Certains collectifs se sont donc attachés à répondre aux problématiques de suivi, de relations professeurs avec les élèves, et de positionnement individuel. Proposer une activité physique adaptée, offrir des choix aux élèves et leur permettre d’évaluer investissement et progrès. C’est ainsi qu’en l’espace d’une semaine, les IPR (inspection pédagogique régionale) de l’académie de Versailles ont validé le projet #EPSilon.
Le projet « EPSilon »
Hébergée (sans aucune contrepartie commerciale) sur scolapro.fr, EPSilon est une interface connectée qui permet aux professeurs d’EPS, mais également aux enseignants d’autres disciplines, de proposer du contenu élaboré aux élèves, en leur permettant également de les questionner sur ces contenus. En EPS, nous avions à cœur de proposer une activité en continuité, réalisable de manière volontaire et autonome par les élèves, et leur permettant de se suivre en temps réel.
EPSilon est née d’une réflexion à propos des outils existants sur les plateformes commerciales, la prise d ‘assaut de ces plateformes par les enseignants, et la conformité au regard de la réglementation sur l’usage des données, conformité visible ou plus subtile.

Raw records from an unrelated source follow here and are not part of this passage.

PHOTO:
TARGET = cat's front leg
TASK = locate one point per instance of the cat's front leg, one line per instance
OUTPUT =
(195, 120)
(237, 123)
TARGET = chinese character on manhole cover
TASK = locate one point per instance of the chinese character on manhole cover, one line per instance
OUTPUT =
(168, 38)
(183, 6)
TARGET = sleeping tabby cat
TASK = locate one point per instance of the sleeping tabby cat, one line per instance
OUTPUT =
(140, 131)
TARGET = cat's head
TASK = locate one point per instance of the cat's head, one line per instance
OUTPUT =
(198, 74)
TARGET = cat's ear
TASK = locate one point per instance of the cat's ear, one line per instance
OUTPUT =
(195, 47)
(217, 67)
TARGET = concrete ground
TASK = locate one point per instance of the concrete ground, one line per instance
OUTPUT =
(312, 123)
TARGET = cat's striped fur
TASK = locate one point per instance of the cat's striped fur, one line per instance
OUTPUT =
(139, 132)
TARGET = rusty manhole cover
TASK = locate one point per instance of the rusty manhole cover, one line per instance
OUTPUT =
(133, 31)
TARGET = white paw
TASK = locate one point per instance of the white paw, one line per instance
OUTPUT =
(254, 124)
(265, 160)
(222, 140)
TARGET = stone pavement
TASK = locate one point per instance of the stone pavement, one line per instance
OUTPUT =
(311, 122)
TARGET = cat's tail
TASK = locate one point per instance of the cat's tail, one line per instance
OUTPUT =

Cette réflexion a été produite au sein du GEPEPS de l ‘Académie de Versailles. Précision utile car ce Groupe d’Expérimentation Pédagogique travaille sous la responsabilité des inspecteurs pédagogiques. Une légitimité plus qu’importante au sein de la DANE, avec comme valeur ajoutée, un corpus de professeurs d’EPS aguerris aux différents types d’établissements et niveaux scolaires. Une rencontre forte entre la pédagogie, sur le terrain, et le numérique, formidable outil de transformation des pratiques.
L’ensemble de la réflexion a porté sur le mode de diffusion de contenus aux élèves, issus des séquences ayant précédé le confinement. Des contenus sous la responsabilité de chaque enseignant, à même de les adapter à une pratique autonome hors de l’école. Puis sur le mode de restitution. Comment permettre à un élève de faire état de son adhésion et de restituer un bilan de celle-ci, bilan pouvant par la suite servir de support à une continuité au retour en classe, une validation, une évaluation ?
Le dispositif EPSilon apporte donc une image, un état des pratiques. Il inclut également un système d’attribution automatique, ou manuelle, de badges, validant des compétences acquises hors les murs. La vocation de notre école n’est-elle pas de former et préparer à l’avenir d’une vie en société ? Ne sommes-nous pas, en EPS, les mieux placés pour aider à la gestion et l’entretien de la vie physique à tous les âges de l’existence ?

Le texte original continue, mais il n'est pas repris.